If I uncomment the commented line, the test succeeds.
What should I do to mock the class variable?
The problem here is that you create the patcher twice: once via the fs
fixture, and once manually via the Patcher
instantiation.
pyfakefs
does not support nested filesystem mocks - in case of nesting it just uses the existing one. This is somewhat described in the caution about module- and session-scoped fixtures, but probably needs a more prominent place in the documentation, as this is true independent of the usage of module or session-scoped fixtures.

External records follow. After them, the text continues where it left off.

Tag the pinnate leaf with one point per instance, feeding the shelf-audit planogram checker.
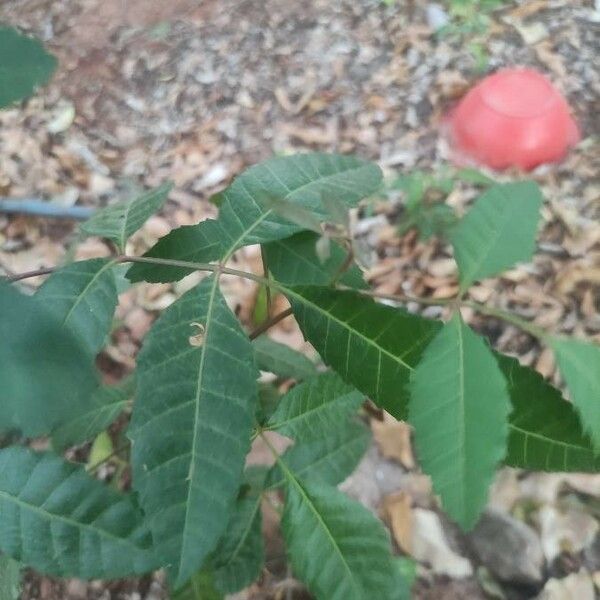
(459, 408)
(372, 346)
(240, 555)
(201, 586)
(281, 360)
(316, 407)
(193, 243)
(544, 429)
(118, 221)
(191, 425)
(10, 579)
(47, 374)
(25, 66)
(104, 406)
(579, 364)
(247, 216)
(57, 519)
(545, 433)
(498, 232)
(83, 297)
(330, 459)
(294, 261)
(335, 545)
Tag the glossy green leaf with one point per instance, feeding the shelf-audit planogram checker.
(201, 586)
(83, 297)
(247, 216)
(55, 518)
(336, 546)
(281, 360)
(537, 439)
(498, 232)
(579, 364)
(545, 433)
(191, 425)
(25, 65)
(406, 570)
(316, 407)
(294, 261)
(293, 212)
(372, 346)
(10, 579)
(459, 408)
(47, 374)
(105, 405)
(239, 558)
(118, 221)
(330, 459)
(194, 243)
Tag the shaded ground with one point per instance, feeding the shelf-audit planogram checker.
(194, 91)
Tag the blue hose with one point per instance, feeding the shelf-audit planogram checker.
(42, 208)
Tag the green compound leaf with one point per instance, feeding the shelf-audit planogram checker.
(282, 360)
(191, 425)
(10, 579)
(330, 459)
(25, 65)
(194, 243)
(498, 232)
(239, 558)
(579, 364)
(544, 431)
(47, 374)
(336, 546)
(55, 518)
(372, 346)
(201, 586)
(247, 216)
(316, 407)
(83, 297)
(459, 408)
(105, 405)
(117, 222)
(294, 261)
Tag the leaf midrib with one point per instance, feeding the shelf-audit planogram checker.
(244, 535)
(207, 328)
(347, 326)
(462, 416)
(321, 179)
(468, 277)
(323, 407)
(77, 524)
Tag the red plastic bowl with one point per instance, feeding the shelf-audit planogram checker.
(515, 117)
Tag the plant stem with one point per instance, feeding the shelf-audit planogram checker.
(93, 468)
(28, 274)
(508, 317)
(401, 298)
(265, 263)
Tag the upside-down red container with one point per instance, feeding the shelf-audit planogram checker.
(514, 118)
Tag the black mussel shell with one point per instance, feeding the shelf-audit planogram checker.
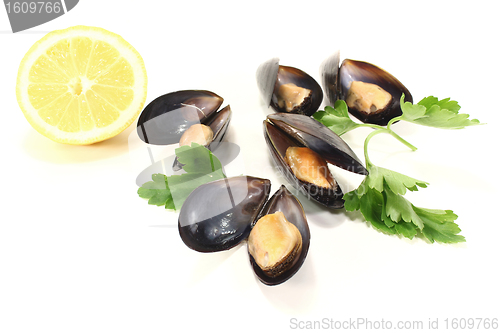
(285, 202)
(337, 82)
(163, 121)
(312, 134)
(218, 215)
(352, 70)
(284, 130)
(270, 76)
(329, 70)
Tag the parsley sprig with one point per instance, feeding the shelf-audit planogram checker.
(380, 197)
(200, 166)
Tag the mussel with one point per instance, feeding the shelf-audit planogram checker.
(288, 89)
(168, 117)
(220, 215)
(371, 94)
(278, 249)
(301, 147)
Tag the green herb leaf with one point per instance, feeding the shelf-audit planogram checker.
(337, 119)
(436, 113)
(439, 225)
(201, 167)
(380, 199)
(397, 182)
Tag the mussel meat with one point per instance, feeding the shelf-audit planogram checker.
(219, 215)
(210, 133)
(301, 147)
(288, 89)
(371, 94)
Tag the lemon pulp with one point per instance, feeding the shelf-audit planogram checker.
(81, 85)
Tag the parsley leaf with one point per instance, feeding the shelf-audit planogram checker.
(436, 113)
(337, 118)
(380, 199)
(201, 167)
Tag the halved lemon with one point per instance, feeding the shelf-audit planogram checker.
(81, 85)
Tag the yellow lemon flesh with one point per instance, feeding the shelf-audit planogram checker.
(81, 85)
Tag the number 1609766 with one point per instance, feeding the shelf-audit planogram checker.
(33, 7)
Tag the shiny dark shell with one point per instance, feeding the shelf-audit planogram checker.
(218, 215)
(165, 119)
(270, 76)
(336, 82)
(284, 130)
(286, 202)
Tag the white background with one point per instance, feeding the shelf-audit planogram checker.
(81, 252)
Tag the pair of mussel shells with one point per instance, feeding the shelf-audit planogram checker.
(372, 94)
(183, 117)
(301, 147)
(221, 214)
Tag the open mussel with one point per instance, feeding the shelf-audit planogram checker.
(288, 89)
(279, 240)
(371, 94)
(168, 117)
(220, 215)
(301, 147)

The easiest way to fix this is to just omit the fs
fixture here:
def test_class_variable():
with Patcher(modules_to_reload=[my_class]):
assert type(my_class.MyClass.FILE_PATH) is FakePathlibModule.PosixPath
If you need this more than once (or if you don't want that setup in the test itself), you can instead create your own fixture:
@pytest.fixture
def my_fs():
with Patcher(modules_to_reload=[my_class]) as p:
yield p.fs
def test_class_variable(my_fs):
assert type(my_class.MyClass.FILE_PATH) is FakePathlibModule.PosixPath
Disclaimer:
I'm a maintainer of pyfakefs
.
Update:
A added a chapter about nested fake filesystems to the troubleshouting guide.